The case for younger workers

The effect is even more pronounced for those aged 18-20, who saw their National Living Wage rise by 8.5% to £10.85 per hour. This means if an 18-year-old diverted their 85p pay increase into a pension, their pot could grow by an additional £100,309 in today's money by retirement. 

Workers must be aged 22 or over to be automatically enrolled into a workplace pension, but those aged 18 to 21 can still opt in if they meet the earnings threshold, or they can set up a personal pension and pay into that. Starting contributions earlier, even at low levels, allows compound growth to do more of the heavy lifting and helps prevent gaps in retirement savings, supporting the case for lowering the Auto-Enrolment age threshold to 18.

Maike Currie, VP Personal Finance at PensionBee, commented:

"A 50p-per-hour pay rise might not feel like much, but when it comes to pensions, there is power in small amounts, especially if regular and early on in your savings journey. If workers redirect their pay increase into a pension now, before it gets sucked up into their daily spending, they can turn even a modest wage increase into meaningful additional pension savings at retirement.

“Starting with even small pension contributions at a younger age amplifies the benefit of compound growth, and April is the ideal time to act. With the cost of living still weighing on household budgets, it might feel counterintuitive to put money away. But locking in a pension increase now, means workers can protect their future spending power rather than watching it slowly disappear.

“A few minutes spent adjusting your pension contributions this week could be one of the most valuable financial decisions you ever make."

PensionBee encourages all workers to use its Pension Calculator to see how much their April pay rise could be worth in retirement.

Notes

Table 1: Saving 50p p/h into a pension from the age of 25

Timeline Projected Value (Inflation Adjusted)
After 10 years £10,502
After 20 years £23,000
At retirement £59,505

Table 5: Saving 85p p/h into a pension from the age of 18

Timeline Projected Value (Inflation Adjusted)
After 10 years £17,853
After 20 years £39,100
At retirement £126,436


PensionBee's analysis is based on: an annual investment growth rate of 5%, compounded monthly, with contributions made at the end of each month.
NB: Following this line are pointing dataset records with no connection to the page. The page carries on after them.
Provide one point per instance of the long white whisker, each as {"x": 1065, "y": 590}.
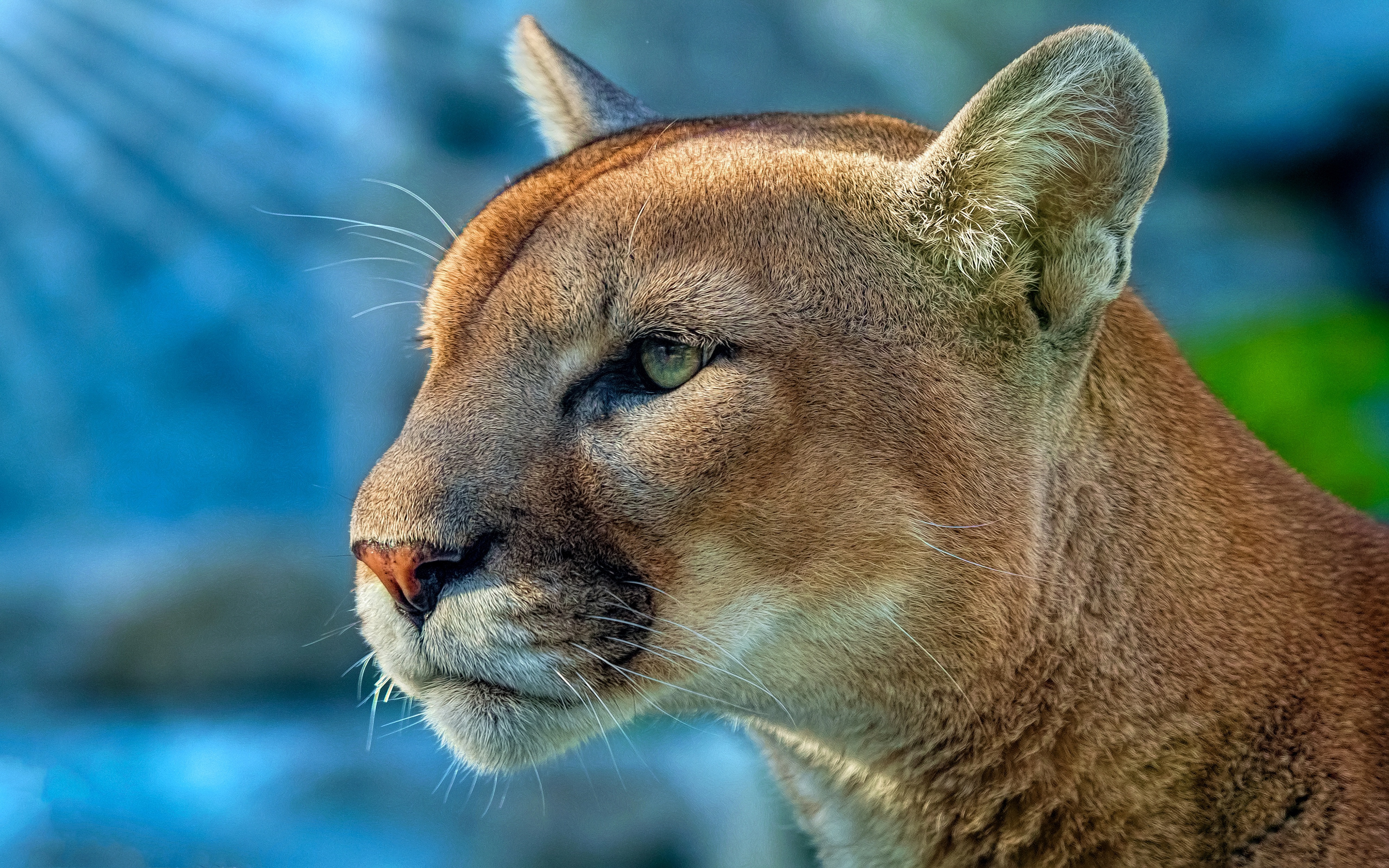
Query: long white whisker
{"x": 663, "y": 683}
{"x": 452, "y": 781}
{"x": 654, "y": 588}
{"x": 387, "y": 305}
{"x": 641, "y": 627}
{"x": 358, "y": 224}
{"x": 452, "y": 766}
{"x": 366, "y": 259}
{"x": 399, "y": 281}
{"x": 956, "y": 527}
{"x": 712, "y": 667}
{"x": 431, "y": 258}
{"x": 894, "y": 621}
{"x": 416, "y": 235}
{"x": 981, "y": 566}
{"x": 495, "y": 781}
{"x": 651, "y": 702}
{"x": 630, "y": 742}
{"x": 692, "y": 631}
{"x": 599, "y": 721}
{"x": 442, "y": 222}
{"x": 631, "y": 235}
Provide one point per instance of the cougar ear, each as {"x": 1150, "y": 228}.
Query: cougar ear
{"x": 1037, "y": 187}
{"x": 572, "y": 103}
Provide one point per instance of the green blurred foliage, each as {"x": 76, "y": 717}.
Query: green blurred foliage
{"x": 1313, "y": 387}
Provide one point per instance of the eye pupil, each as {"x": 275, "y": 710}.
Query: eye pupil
{"x": 669, "y": 363}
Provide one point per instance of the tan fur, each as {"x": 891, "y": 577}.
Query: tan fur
{"x": 951, "y": 526}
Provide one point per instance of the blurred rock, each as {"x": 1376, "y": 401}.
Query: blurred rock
{"x": 219, "y": 633}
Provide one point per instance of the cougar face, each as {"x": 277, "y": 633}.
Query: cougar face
{"x": 854, "y": 433}
{"x": 551, "y": 510}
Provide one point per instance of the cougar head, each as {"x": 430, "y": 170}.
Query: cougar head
{"x": 706, "y": 395}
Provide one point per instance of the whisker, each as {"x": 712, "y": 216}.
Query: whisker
{"x": 366, "y": 259}
{"x": 599, "y": 721}
{"x": 652, "y": 703}
{"x": 360, "y": 676}
{"x": 456, "y": 770}
{"x": 722, "y": 649}
{"x": 330, "y": 635}
{"x": 716, "y": 669}
{"x": 641, "y": 627}
{"x": 923, "y": 521}
{"x": 358, "y": 224}
{"x": 469, "y": 798}
{"x": 981, "y": 566}
{"x": 442, "y": 222}
{"x": 416, "y": 235}
{"x": 598, "y": 696}
{"x": 387, "y": 305}
{"x": 372, "y": 721}
{"x": 894, "y": 621}
{"x": 398, "y": 245}
{"x": 495, "y": 780}
{"x": 663, "y": 683}
{"x": 452, "y": 767}
{"x": 402, "y": 283}
{"x": 631, "y": 235}
{"x": 654, "y": 588}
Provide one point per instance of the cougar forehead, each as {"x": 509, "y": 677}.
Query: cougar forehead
{"x": 602, "y": 523}
{"x": 612, "y": 217}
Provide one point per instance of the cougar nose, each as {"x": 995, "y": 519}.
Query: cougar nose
{"x": 416, "y": 573}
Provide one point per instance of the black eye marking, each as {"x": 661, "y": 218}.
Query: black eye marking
{"x": 627, "y": 380}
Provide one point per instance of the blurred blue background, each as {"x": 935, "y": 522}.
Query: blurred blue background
{"x": 188, "y": 399}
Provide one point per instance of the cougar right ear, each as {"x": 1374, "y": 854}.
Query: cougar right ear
{"x": 1047, "y": 170}
{"x": 572, "y": 103}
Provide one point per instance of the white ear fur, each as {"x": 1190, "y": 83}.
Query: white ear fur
{"x": 1045, "y": 172}
{"x": 572, "y": 103}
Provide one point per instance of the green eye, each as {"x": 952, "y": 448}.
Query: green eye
{"x": 670, "y": 365}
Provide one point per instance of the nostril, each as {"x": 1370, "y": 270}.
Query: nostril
{"x": 447, "y": 573}
{"x": 415, "y": 574}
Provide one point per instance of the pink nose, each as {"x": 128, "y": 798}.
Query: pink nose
{"x": 398, "y": 567}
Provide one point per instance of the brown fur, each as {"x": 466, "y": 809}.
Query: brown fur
{"x": 1154, "y": 644}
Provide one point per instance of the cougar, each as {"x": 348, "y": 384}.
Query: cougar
{"x": 855, "y": 434}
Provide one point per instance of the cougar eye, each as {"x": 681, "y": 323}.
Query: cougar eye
{"x": 669, "y": 363}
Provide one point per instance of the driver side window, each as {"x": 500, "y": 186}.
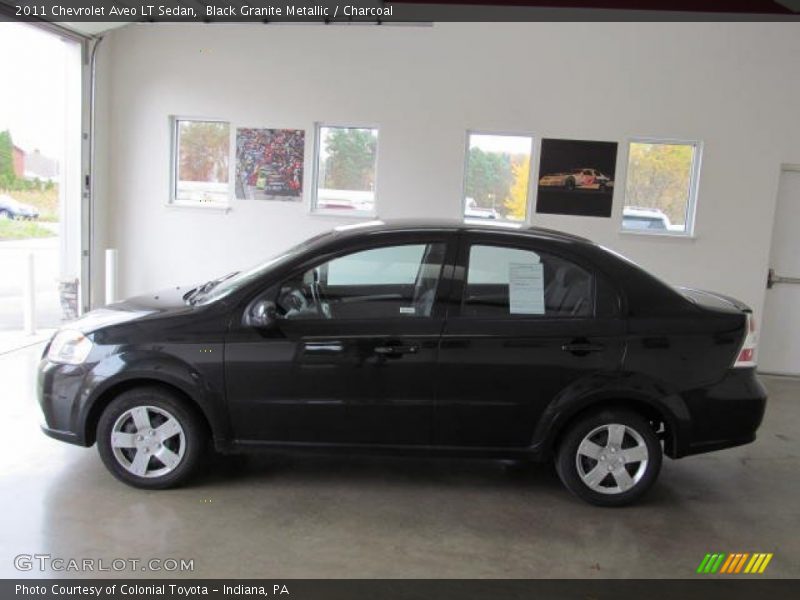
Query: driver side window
{"x": 379, "y": 283}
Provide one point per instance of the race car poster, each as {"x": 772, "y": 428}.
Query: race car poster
{"x": 269, "y": 164}
{"x": 576, "y": 177}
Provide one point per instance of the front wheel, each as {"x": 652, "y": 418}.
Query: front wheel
{"x": 148, "y": 438}
{"x": 610, "y": 458}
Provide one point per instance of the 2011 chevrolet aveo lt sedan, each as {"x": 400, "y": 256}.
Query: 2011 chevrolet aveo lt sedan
{"x": 431, "y": 338}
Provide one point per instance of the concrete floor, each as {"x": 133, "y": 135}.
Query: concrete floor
{"x": 363, "y": 517}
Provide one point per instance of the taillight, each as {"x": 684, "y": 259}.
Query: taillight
{"x": 747, "y": 354}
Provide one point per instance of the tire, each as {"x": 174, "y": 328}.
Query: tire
{"x": 605, "y": 471}
{"x": 132, "y": 448}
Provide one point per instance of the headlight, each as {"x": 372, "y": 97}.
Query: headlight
{"x": 69, "y": 347}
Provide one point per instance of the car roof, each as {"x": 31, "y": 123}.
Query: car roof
{"x": 400, "y": 225}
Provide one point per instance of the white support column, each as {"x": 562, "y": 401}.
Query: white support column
{"x": 29, "y": 296}
{"x": 111, "y": 275}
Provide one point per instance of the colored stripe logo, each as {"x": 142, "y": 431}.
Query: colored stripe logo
{"x": 735, "y": 563}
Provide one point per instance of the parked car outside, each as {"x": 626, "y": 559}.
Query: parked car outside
{"x": 426, "y": 338}
{"x": 635, "y": 218}
{"x": 578, "y": 178}
{"x": 14, "y": 209}
{"x": 473, "y": 211}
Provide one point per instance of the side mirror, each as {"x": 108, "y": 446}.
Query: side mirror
{"x": 263, "y": 315}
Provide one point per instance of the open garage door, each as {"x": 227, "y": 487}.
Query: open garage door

It includes an annual provider fee of 0.7% and an annual salary growth of 2.5%. ‘Today’s money’ assumes long-run inflation of 2.5%. 

Both scenarios assume full-time work at 37.5 hours per week and a retirement age of 67.
For workers aged 21 and over, the monthly pension contribution is £81, based on a 50p-per-hour pay rise over 42 years. For workers aged 18-20, the monthly contribution is £138, based on an 85p-per-hour pay rise over 49 years. 

Tax relief is not modelled separately as contributions represent gross pay diverted directly into a pension. All figures are rounded.